Another reason for the increase in the number of bedrooms in a home is the increased length of time many homeowners are staying in their homes. According to US Census Bureau data, over half of all homeowners now stay in a home for 15 years or more. This varies by region, with half of north-easterners staying put for 22 years or more while half of Westerners stay for 13 years or less. While parents may put children in the same room when they are younger, as they grow older there is increased pressure for children to have their own rooms. Since homeowners now regularly own homes long enough that their toddlers grow into young adults, buying a house with enough bedrooms for each child to have their own becomes a smart decision.

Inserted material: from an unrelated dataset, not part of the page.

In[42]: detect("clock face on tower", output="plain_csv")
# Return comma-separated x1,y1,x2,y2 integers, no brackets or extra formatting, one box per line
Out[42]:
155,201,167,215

Home Built by Forefront Homes. Photo by Fred Forbes Photogroupe

Even with each child having their own bedroom, the routines of modern life drive the bedrooms to increase in size. A generation ago, a child’s bedroom may have consisted of a twin bed and some simple, smaller furniture like a dresser. If you have a tall child, or plan to use the room as a guest room on occasion, then a larger bed may be necessary. A bedroom desk may help the child concentrate on their homework and activities better than if they have to work in common spaces of the house. When combined with increased storage needs for their belongings, the space for a child’s bedroom may begin to rival the size of a master bedroom. Whether you're planning a home with children's rooms or not, it's definitely important to consider the ideal number of bedrooms you'll need.  If you'd like to learn more about designing a new barn home please contact Timberpeg.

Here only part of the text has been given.